Tuesday, 16 December 2014: 4:15 PM
Arjen Y. Y. Hoekstra and Mesfin M Mekonnen, University of Twente, Enschede, 7500, Netherlands
Abstract:
The water footprint of consumers in a country is generally partly in other countries. For example, 10% of the water footprint of Chinese consumers is outside China; in the US this is 20%, and in the UK even 75%. National consumption thus always depends, partly, on water resources outside the national territory. Earlier research has resulted in global water footprint maps for all countries in the world, showing for each country where in the world water resources are being consumed and polluted in relation to consumption within the country considered. Recent research shows at a high spatial and temporal resolution level in which catchments in the world, the blue water footprint exceeds the maximum sustainable blue water footprint.

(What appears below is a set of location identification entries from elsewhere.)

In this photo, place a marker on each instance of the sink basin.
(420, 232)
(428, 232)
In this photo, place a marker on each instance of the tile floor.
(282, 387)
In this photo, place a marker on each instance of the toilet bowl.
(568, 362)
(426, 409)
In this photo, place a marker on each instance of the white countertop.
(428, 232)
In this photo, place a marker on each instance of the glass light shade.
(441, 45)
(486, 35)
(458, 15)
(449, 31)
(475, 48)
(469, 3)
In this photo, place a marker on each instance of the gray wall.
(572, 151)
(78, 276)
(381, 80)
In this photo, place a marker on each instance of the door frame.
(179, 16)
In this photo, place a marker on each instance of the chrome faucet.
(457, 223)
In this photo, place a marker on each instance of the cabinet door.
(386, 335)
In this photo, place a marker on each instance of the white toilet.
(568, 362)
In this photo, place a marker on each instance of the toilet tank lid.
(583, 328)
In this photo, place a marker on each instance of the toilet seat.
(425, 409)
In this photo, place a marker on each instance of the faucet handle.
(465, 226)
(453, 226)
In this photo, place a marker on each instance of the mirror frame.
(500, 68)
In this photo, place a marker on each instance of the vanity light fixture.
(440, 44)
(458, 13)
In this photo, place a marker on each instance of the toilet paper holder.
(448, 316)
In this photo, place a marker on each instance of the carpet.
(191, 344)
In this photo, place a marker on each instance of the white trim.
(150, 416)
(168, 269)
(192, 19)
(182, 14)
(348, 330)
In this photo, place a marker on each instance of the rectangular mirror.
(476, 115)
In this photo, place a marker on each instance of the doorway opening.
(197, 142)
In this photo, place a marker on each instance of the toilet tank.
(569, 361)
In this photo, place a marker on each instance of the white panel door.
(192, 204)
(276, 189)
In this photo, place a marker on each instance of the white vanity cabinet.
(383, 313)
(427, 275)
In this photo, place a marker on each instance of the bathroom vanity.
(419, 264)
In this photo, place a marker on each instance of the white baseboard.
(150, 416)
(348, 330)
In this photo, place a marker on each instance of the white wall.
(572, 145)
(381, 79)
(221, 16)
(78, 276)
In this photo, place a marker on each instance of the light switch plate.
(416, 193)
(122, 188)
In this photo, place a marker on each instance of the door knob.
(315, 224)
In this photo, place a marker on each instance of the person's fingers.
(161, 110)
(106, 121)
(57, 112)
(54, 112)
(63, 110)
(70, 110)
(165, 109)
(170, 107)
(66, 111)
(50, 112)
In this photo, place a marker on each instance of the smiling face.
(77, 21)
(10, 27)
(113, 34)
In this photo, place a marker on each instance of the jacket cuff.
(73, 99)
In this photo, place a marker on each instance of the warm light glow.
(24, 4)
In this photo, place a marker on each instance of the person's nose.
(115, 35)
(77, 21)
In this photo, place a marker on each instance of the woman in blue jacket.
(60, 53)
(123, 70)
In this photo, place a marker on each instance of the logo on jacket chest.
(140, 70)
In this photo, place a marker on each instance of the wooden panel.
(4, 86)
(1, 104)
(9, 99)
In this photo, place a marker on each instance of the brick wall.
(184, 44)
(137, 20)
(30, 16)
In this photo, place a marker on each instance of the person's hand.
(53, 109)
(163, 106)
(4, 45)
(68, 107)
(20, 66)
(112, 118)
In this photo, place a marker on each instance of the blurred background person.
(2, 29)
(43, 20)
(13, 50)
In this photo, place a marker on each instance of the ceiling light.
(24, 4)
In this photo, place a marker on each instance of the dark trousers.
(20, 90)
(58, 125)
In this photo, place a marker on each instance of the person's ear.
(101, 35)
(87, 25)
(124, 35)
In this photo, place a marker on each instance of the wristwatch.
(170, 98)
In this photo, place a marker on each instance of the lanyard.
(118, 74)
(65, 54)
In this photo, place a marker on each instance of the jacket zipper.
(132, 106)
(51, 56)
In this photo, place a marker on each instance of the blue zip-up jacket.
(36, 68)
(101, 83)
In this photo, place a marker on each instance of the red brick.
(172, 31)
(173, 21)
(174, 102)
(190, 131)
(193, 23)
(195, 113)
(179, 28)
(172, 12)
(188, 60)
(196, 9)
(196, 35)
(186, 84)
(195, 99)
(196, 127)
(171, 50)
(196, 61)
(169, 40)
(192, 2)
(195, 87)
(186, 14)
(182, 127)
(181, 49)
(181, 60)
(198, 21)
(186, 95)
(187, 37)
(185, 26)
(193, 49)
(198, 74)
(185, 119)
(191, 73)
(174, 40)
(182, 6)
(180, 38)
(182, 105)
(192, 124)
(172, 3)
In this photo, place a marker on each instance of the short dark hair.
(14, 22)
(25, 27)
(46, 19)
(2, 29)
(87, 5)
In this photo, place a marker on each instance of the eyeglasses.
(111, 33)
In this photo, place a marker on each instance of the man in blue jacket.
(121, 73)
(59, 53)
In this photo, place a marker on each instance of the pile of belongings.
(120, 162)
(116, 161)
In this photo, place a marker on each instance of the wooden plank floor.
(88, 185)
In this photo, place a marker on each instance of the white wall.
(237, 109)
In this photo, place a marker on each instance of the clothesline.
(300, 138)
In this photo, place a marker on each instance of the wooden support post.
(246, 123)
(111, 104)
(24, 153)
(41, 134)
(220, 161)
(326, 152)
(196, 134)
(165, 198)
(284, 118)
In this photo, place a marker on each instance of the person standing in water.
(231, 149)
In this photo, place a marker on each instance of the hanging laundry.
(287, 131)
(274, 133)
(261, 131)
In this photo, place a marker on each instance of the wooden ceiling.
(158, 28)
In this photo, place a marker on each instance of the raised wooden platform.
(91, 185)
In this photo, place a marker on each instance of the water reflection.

The current study overlays the global water footprint maps per country with the global map showing locations of unsustainable water use in order to estimate, per country, the dependence of national consumption on unsustainable water footprints. Countries are ranked according to their fraction of their water footprint that is unsustainable and an in-depth analysis of the implications of this dependence is carried out for the top-10 of the list. The in-depth analysis explores which commodities are behind the unsustainable parts of a country’s water footprint, where these footprints are located and what options a country has to reduce its dependence on unsustainable water use.